By Germaine Greer for NewStatesman, 6 October 2015
Having had a great success in 2005 with 1599: a Year in the Life of William Shakespeare, James Shapiro has provided his many admirers with an account of another year, 1606: William Shakespeare and the Year of Lear. Literary biography is a tricky genre, and not made more straightforward by slicing it into year-long tranches. The chosen year began in the middle of the ongoing drama of the Gunpowder Plot, which itself was a response to the king’s persecution of his beheaded mother’s co-religionists. The effects of the Essex Rebellion of 1601 were not yet played out but continued with the shockingly elaborate and costly celebration of the contrived marriage of the 14-year-old son of the executed earl and the 15-year-old daughter of the Earl of Suffolk, which would mire the court of James I in scandal, treachery and ultimately the murder of Sir Thomas Overbury, a full seven years later.

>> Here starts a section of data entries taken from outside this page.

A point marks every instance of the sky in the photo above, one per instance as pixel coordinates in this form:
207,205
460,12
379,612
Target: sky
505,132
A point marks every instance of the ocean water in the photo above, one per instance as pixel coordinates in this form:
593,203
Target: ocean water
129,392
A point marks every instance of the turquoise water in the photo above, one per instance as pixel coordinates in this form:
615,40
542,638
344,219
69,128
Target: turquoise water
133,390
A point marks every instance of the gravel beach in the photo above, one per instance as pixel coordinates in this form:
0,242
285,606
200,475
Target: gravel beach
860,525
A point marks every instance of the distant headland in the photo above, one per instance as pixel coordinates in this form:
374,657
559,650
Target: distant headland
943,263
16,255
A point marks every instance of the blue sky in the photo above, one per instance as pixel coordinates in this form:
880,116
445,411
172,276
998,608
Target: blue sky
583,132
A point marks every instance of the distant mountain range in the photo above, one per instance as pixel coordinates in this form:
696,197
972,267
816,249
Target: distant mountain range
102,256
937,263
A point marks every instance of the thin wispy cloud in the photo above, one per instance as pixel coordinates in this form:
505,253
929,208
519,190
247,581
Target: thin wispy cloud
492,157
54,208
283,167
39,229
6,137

Shapiro’s new book is a collection of short, interconnected essays about the literary and historical context of the three great plays WiLear, Macbeth and Antony and Cleopatra. The project is daring, perhaps even foolhardy, because Shakespeare’s 42nd year is one of the most mysterious in his mysterious life. Shapiro is surprised that Shakespeare is seldom understood as a Jacobean dramatist, when his greatest works were written after James’s accession. In fact, Shakespeare is an Elizabethan dramatist, rather than a Jacobean. King’s Man or no (he had no choice but to appear at court), his stage is still the earth, his roof is still the sky. He is not a city dramatist, but Shapiro cannot imagine him anywhere but in London.